Fix merging race conditions #570

jenseng · 2017-04-03T21:01:37Z

Ensure we cache appropriately so we don't merge more than once or do unsafe reads of the resultset.

See https://gist.github.com/jenseng/62465f674f8c02de09ef776f23d4dca4 for simple repro script.

Fixes #406 and may partially address #559 (though enforcing covered_percentage still requires workarounds à la this comment, since any process before the last one won't have all the coverage data)

Basically there are 3 main problems when using merging:

SimpleCov.result doesn't cache the @result, so the default at_exit behavior causes it to store and merge 3 times.
SimpleCov::ResultMerger.resultset calls .stored_data twice.
SimpleCov::ResultMerger.merged_result doesn't synchronize or use a cached .resultset, so a concurrent .store_result call can cause us to read an empty file.

This can cause the formatter to miss out on coverage data in our formatters and/or get the wrong values for covered percentages.

Furthermore, if you use OJ, JSON.parse("") -> nil, which means .resultset can be nil, causing exceptions as seen in #406. So I went ahead and rolled that fix into this, since || {} is trivial, and the bug can easily be verified with my repro script above.

jenseng · 2017-04-03T21:11:20Z

hah, looks like rubocop needs to be pinned even more precisely ... master fails on 0.48.1 but passes on 0.48.0 😭

PragTob · 2017-04-03T21:22:37Z

Hi there!

Thanks a ton for this 🎉

Might take me a little while to get around to a proper review, feel free to ping me if I haven't gotten to it within a week (goal is sooner, but you know... things).

I just noticed and fixed the rubocop thing... changes in patch levels 😦 Master should be good after this so you can rebase/merge whatever.

Sorry for the inconvenience!

jenseng · 2017-04-04T16:30:31Z

Rebased to get the rubocop fix 🤞

jenseng · 2017-04-04T18:12:01Z

lib/simplecov.rb

@@ -75,23 +75,21 @@ def add_not_loaded_files(result)
    # from cache using SimpleCov::ResultMerger if use_merging is activated (default)
    #
    def result
-      # Ensure the variable is defined to avoid ruby warnings


This was ostensibly added for rubocop, but rubocop and ruby don't complain about it now, so ¯_(ツ)_/¯

probably was solved some time when result? was introduced/use or so

jenseng · 2017-04-04T18:20:02Z

spec/result_merger_spec.rb


-            it "returns nil for SimpleCov.result" do


This spec was misleading in that it only returned nil if .running == false, and it also happened independently of use_merging ... so it strikes me as not very useful, and a better spec can be found in spec/simplecov_spec.rb:22

Note that the behavior has now changed slightly; previously .result always returned nil if SimpleCov wasn't running.
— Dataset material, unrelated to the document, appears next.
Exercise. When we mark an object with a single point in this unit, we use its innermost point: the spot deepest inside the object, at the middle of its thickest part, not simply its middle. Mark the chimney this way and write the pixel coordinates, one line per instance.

Now it only returns nil if it's not running and use_merging == false. If use_merging == true, you always get something useful from result (whether or not it merges the current Coverage.result depends on .running). This is useful for times when you have a post-CI script for formatting results and coverage thresholds, and the script itself doesn't need coverage (say, you have a script that aggregates and merges .resultset.json from many distributed workers, and want to format and enforce coverage on the final result).

jenseng · 2017-04-04T18:39:09Z

It occurs to me it might be worth reworking the flocking so that it always happens when you read. Like if you have a process reading the resultset without writing to it first (no SimpleCov.start call), it could still be affected by a concurrent writer and see an empty file.

e.g. could do something like

def synchronize_resultset
  # make it reentrant
  return yield if @resultset_locked

  begin
    @resultset_locked = true
    File.open(resultset_writelock, "w+") do |f|
      f.flock(File::LOCK_EX)
      result = yield
    end
    result
  ensure
    @resultset_locked = false
  end
end

def stored_data
  synchronize_resultset do
    return unless File.exist?(resultset_path)
    data = File.read(resultset_path)
    return if data.nil? || data.length < 2
    data
  end
end

def store_result(result)
  synchronize_resultset do
    new_set = resultset(true)
    command_name, data = result.to_hash.first
    new_set[command_name] = data
    File.open(resultset_path, "w+") do |f|
      f.puts JSON.pretty_generate(new_set)
    end
  end
  true
end

That said, that would be a bigger change than the simple method caching I'm introducing in this pull request, so I'm happy to do that as a separate issue/PR.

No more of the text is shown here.